石田 和哉
5日の米国市場は好調な雇用統計を受けたものの、年末の買われすぎからの調整なのか上値は重く推移し、週間ベースでは値を下げる展開となった。
週間ではS&P500が1.54%、ナスダックは3.26%、ダウ30種は0.59%と大きく値を下げる形で推移している。
BNPパリバの株式・デリバティブ戦略責任者、グレッグ・ブートル氏は「今のところ、おそらく昨年末に買われ過ぎた市場の健全な調整のようだ」と述べている。
非農業部門雇用者数が前月比21.6万人増と市場予想の17万人を上回り、賃金も引き続き底堅いペースで上昇したものの、12月米ISM非製造業総合指数は50.6と23年5月以来の低水準、非製造業部門の大幅な鈍化がしめされるなど難しい状況となっている。
(ナスダック推移)
(Reutersより)
1月2週の注目ポイント(経済指標)
時間表記:日本時間
1月11日(木)
22:30 米国 12月消費者物価指数(CPI)(前月比)
22:30 米国 12月消費者物価指数(CPI)(前年同月比)
22:30 米国 12月消費者物価指数(CPIコア指数)(前月比)
22:30 米国 12月消費者物価指数(CPIコア指数)(前年同月比)
1月12日(金)
16:00 英国 11月月次国内総生産(GDP)(前月比)
日米市場
日本市場は米国市場の動きを見ながら底値は固い展開となりそうだ。
米国市場が年明けの1週目で大きく値を下げる展開となっているものの、日本市場は比較的底堅い展開で推移しており、底値は固く推移しそうだ。

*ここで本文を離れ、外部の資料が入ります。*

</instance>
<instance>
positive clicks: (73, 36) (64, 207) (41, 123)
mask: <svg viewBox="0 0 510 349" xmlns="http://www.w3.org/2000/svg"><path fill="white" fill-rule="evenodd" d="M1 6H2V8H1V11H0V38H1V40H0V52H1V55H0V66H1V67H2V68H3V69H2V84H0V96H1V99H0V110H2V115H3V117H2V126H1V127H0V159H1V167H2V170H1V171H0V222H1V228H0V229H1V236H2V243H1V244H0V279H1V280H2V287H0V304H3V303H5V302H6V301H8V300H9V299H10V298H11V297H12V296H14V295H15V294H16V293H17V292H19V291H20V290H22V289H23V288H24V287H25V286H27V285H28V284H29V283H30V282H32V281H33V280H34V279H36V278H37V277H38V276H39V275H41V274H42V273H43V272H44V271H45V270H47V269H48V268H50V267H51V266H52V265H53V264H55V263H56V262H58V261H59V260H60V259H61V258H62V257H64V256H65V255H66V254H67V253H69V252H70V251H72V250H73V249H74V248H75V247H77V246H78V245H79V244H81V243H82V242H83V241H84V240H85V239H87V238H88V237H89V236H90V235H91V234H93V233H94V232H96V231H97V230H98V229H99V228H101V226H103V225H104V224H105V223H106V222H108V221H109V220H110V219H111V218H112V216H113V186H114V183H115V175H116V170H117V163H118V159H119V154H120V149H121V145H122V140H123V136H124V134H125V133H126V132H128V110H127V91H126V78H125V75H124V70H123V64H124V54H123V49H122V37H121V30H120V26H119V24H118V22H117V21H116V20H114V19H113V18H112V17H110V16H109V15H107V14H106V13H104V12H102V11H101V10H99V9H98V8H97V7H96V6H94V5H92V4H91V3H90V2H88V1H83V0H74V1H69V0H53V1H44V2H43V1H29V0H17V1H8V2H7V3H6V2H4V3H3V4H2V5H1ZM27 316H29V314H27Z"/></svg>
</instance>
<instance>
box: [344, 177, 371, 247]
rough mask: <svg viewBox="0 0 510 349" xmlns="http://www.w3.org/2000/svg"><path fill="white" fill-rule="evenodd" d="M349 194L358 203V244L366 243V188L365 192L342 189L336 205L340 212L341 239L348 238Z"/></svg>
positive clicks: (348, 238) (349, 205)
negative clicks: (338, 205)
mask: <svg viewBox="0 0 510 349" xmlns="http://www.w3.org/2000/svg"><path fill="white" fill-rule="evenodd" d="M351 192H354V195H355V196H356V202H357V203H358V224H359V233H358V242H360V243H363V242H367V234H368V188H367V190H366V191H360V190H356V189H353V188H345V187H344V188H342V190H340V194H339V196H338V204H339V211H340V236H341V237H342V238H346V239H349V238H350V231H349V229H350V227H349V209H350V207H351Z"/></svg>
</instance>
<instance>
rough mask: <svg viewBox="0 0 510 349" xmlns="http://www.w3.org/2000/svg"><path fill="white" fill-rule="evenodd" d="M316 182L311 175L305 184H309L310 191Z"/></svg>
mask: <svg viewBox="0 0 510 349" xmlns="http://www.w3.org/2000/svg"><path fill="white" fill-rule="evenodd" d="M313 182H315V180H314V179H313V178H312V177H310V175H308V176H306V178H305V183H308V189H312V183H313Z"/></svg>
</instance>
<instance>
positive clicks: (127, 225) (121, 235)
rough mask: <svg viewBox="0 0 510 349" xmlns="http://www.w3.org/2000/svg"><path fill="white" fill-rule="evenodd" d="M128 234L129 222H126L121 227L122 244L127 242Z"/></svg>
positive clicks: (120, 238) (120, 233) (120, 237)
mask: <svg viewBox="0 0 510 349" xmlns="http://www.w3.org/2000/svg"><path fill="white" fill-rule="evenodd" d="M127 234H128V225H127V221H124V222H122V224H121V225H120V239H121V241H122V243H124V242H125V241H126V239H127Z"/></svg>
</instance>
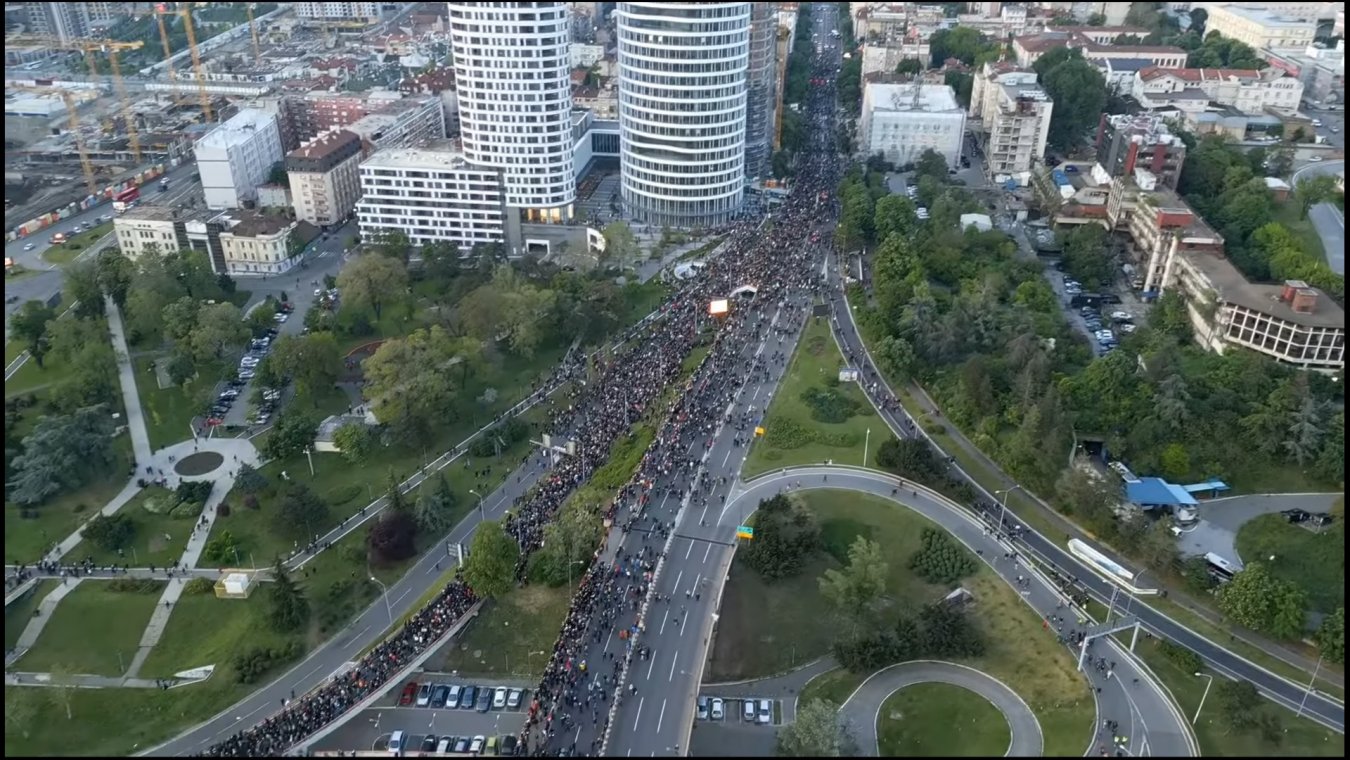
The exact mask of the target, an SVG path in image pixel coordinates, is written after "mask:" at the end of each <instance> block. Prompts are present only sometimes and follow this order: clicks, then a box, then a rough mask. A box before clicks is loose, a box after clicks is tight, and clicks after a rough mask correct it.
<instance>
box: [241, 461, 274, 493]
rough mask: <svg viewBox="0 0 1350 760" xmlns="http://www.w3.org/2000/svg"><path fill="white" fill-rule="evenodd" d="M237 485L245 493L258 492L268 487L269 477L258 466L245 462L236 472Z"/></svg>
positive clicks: (252, 492) (261, 490)
mask: <svg viewBox="0 0 1350 760" xmlns="http://www.w3.org/2000/svg"><path fill="white" fill-rule="evenodd" d="M235 487H236V489H239V491H240V493H244V494H257V493H259V491H262V490H263V489H266V487H267V477H266V475H263V474H262V472H259V471H258V468H257V467H254V466H252V464H248V463H247V462H244V463H243V464H240V466H239V471H238V472H236V474H235Z"/></svg>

注目されていた米国雇用統計も無事に通過しているものの、12月米ISM非製造業総合指数50.6と23年5月以来、実に7ヶ月ぶりとなる低水準となっている事が、週明け・連休明けの投資家にどの様なアクションを起こさせるのかに注目と言った所だ。
また、日本市場のけん引役ともいえる外国人投資家による売り買いの状況にも注目と言った所となっており、外部要因に右往左往する展開が24年は特に強くなりそうだ。
(日経平均推移)
(Reutersより)
欧州市場
英国・EU市場共に値を下げる展開となった。
英国市場は経済指標が好調な数字となった事から、利上げ観測が後退、売りが広がり市場は値を下げる展開に。

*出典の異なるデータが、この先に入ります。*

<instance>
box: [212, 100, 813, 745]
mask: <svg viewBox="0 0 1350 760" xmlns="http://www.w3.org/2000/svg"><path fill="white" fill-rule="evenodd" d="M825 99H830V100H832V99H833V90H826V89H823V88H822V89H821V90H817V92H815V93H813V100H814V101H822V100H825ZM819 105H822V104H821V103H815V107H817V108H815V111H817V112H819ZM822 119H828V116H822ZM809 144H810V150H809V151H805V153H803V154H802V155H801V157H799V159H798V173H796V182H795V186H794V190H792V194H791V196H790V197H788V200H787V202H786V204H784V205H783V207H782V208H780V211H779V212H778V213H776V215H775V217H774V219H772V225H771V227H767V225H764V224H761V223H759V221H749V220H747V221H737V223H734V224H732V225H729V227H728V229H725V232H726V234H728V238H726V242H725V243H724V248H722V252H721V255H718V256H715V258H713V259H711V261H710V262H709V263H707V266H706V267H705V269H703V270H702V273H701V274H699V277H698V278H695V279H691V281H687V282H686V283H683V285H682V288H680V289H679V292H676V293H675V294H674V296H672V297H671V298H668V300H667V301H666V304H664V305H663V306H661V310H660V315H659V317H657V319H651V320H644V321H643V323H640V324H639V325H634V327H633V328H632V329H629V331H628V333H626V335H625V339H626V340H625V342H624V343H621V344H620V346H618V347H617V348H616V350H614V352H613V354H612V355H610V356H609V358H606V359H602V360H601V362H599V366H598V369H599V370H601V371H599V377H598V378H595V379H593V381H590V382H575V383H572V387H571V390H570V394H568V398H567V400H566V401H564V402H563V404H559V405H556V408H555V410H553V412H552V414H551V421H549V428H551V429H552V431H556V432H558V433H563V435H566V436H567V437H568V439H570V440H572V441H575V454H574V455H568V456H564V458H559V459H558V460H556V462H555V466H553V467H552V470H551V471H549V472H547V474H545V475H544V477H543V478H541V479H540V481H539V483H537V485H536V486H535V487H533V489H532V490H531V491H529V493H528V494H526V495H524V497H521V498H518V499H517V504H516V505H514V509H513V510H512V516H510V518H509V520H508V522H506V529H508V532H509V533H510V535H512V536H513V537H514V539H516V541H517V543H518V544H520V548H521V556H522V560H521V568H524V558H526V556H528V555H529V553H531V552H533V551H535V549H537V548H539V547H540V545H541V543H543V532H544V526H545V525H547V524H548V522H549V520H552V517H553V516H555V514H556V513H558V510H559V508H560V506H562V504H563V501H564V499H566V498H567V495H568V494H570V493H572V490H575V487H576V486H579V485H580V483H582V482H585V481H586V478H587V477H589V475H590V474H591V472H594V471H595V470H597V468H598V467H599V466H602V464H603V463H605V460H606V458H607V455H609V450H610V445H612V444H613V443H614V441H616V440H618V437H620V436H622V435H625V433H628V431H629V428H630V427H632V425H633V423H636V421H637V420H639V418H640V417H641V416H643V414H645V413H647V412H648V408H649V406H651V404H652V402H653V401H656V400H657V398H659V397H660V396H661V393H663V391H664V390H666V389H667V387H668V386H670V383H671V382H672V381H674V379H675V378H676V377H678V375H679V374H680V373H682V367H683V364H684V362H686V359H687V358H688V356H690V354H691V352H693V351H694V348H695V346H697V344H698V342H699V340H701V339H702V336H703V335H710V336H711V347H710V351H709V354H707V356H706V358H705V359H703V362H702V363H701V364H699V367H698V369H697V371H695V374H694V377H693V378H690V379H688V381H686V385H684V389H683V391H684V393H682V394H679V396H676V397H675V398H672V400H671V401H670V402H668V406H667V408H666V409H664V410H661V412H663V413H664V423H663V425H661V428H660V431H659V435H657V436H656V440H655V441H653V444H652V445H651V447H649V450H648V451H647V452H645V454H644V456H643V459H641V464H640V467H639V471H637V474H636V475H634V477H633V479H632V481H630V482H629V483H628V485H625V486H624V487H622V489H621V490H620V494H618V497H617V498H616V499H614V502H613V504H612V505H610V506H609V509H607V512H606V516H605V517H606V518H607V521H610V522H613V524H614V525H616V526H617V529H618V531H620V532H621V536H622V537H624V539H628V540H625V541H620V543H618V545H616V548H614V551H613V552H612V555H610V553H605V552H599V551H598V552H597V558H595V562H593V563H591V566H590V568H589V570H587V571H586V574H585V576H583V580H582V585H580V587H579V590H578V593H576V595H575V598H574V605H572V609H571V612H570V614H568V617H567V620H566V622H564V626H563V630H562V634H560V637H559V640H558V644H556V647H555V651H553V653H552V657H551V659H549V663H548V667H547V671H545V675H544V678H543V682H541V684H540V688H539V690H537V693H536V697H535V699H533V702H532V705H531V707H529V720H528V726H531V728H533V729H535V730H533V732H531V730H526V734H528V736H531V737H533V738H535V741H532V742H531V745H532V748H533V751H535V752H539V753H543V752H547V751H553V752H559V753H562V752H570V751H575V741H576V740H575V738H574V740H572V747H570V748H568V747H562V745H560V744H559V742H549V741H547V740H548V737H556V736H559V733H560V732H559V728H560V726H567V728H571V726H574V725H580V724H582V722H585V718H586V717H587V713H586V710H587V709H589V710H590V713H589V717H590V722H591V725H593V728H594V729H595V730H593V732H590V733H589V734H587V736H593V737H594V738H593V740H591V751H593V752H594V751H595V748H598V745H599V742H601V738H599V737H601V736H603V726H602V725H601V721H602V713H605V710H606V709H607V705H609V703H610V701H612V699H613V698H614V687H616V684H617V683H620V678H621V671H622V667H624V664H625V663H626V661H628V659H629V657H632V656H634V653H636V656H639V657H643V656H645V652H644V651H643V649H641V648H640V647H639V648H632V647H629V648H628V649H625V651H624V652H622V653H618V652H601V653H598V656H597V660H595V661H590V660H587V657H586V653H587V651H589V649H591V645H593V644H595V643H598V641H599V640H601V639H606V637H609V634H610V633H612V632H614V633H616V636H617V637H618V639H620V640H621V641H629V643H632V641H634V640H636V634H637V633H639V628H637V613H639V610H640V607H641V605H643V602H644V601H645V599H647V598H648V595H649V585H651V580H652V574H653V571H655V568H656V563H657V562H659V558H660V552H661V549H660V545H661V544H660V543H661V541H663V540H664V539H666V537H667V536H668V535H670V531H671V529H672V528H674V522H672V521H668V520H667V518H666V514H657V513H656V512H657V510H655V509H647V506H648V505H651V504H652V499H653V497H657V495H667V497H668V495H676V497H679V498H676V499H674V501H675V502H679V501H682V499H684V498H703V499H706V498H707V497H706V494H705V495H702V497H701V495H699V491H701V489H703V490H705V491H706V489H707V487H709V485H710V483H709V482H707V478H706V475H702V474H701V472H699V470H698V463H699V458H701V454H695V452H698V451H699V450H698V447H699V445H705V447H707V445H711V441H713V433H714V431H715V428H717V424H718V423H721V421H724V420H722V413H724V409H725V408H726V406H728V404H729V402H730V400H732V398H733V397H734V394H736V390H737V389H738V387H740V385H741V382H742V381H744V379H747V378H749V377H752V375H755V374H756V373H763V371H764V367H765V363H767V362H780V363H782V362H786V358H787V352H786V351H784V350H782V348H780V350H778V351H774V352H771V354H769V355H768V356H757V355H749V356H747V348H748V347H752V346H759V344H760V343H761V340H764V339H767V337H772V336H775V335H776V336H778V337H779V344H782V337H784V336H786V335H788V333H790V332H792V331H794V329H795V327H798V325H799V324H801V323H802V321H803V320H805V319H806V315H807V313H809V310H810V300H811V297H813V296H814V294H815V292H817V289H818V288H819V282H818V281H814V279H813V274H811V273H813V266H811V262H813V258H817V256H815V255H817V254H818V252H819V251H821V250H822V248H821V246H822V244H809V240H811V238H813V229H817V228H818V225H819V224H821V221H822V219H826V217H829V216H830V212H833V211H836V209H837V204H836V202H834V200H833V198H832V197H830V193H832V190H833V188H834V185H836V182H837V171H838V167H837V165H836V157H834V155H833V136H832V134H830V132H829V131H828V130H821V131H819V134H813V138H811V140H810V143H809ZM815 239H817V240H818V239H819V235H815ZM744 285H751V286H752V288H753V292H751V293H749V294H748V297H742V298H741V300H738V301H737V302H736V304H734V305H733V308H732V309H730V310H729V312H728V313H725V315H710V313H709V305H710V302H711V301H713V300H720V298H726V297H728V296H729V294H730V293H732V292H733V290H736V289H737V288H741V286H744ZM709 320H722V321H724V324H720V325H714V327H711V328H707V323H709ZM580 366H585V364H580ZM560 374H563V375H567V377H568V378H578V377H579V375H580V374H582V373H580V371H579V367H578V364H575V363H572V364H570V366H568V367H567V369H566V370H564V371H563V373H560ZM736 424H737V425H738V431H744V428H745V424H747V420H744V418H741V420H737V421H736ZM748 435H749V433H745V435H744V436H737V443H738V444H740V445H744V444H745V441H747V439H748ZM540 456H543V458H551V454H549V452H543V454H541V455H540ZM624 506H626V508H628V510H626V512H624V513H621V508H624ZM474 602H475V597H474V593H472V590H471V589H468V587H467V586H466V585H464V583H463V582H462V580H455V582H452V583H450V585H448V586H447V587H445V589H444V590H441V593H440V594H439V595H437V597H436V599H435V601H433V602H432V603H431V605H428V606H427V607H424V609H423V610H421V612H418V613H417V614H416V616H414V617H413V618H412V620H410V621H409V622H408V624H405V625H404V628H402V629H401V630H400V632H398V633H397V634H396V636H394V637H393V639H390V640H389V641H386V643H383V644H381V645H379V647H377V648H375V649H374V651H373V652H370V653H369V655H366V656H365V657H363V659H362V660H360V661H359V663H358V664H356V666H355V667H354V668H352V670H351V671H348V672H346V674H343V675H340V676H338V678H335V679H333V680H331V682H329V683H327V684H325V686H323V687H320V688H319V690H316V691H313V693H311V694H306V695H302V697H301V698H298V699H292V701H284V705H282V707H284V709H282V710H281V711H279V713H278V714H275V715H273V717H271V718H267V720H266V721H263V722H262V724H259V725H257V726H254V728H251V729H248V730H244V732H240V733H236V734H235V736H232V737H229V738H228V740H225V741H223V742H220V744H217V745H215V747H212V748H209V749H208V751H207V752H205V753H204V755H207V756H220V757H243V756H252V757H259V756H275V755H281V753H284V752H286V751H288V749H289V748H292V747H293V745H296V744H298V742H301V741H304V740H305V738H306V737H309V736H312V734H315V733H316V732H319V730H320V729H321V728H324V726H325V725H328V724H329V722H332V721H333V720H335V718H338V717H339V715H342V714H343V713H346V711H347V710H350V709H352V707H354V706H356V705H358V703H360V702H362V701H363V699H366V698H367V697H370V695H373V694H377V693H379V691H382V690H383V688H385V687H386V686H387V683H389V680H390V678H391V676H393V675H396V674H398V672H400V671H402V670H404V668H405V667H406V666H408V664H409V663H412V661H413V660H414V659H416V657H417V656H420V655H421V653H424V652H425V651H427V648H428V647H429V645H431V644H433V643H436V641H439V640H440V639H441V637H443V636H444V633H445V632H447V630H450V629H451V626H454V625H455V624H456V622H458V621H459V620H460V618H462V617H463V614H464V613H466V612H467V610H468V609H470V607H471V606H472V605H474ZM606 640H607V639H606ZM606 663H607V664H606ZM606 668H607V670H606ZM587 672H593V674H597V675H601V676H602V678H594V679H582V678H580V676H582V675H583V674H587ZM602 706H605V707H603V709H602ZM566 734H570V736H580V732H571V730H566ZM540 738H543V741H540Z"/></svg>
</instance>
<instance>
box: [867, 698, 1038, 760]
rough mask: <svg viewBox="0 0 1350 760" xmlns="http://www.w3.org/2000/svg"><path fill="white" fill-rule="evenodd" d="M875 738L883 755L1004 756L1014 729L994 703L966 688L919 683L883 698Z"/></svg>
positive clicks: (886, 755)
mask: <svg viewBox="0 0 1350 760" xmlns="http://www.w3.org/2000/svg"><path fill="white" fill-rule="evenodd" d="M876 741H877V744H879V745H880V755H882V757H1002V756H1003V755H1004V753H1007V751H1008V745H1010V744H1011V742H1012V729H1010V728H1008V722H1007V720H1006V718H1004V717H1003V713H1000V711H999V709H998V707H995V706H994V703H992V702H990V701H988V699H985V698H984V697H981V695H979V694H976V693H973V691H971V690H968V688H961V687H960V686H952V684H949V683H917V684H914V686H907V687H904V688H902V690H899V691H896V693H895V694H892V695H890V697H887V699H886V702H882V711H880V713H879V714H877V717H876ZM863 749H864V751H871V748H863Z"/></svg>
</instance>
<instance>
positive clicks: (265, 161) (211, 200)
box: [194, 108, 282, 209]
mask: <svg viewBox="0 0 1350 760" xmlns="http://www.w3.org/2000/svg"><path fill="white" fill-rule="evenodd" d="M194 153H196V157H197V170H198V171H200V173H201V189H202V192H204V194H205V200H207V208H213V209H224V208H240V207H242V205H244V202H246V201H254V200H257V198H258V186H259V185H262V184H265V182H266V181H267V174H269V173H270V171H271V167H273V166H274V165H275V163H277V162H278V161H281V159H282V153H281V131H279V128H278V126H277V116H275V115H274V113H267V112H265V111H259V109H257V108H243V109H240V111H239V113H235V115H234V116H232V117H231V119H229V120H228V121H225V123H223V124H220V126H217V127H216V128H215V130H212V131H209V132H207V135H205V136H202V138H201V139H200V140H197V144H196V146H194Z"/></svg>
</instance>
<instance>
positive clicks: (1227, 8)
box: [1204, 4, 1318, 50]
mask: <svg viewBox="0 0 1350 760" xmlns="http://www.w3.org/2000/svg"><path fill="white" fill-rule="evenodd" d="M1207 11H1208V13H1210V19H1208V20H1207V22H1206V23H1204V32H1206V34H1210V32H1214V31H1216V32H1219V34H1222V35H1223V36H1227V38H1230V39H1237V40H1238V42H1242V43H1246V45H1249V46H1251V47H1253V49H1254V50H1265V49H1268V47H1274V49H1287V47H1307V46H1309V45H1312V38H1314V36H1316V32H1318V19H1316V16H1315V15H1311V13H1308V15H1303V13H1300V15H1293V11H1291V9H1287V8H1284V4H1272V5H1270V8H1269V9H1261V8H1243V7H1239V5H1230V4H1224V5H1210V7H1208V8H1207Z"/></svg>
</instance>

EU市場は12月のインフレ率が加速した事を受け、ECBによる利下げ憶測が後退した事で市場は値を下げる展開となった。
また、欧州産ブランデーについて中国は反ダンピングの疑いがあると調査を開始したとの発表を受け、欧州酒造メーカーが軒並み値を下げるなどしている。
(英FTSE推移)
(Reutersより)
今週の為替(EUR/JPY)
EUR/JPY日足(一目・5MA・20MA・100MA )
24年最初の為替はEUR/JPY。
23年1月から約1年間上昇し続けてきたが、23年末に入り、調整の展開となっている。
すでに波動論上での調整波のa波の形成、b波の形成中まで来ているが、c波での下抜けではまだチャンスがあり、1年間かけて上昇し続けてきた27円の半値部分、151.10付近にまで下落する可能性が見て取れる。
調整波a-b波での安値153円を下回ってくれば2円程度の下落、グランビルの法則上で見た場合には、移動平均線付近での戻り売りでトレンド形成、c波に乗ることができれば8円近い下落の波に乗る事はできそうだ。
米国雇用統計を無事に終えてはいるが、利下げ観測に関する憶測などで市場も右往左往することもあり、しっかりと市場展開を見極めてトレードをしていきたい。
特に上がりすぎた金利と実体経済、米国市場動向で24年は上値の重い展開となる可能性もあり、注意が必要となりそうだ。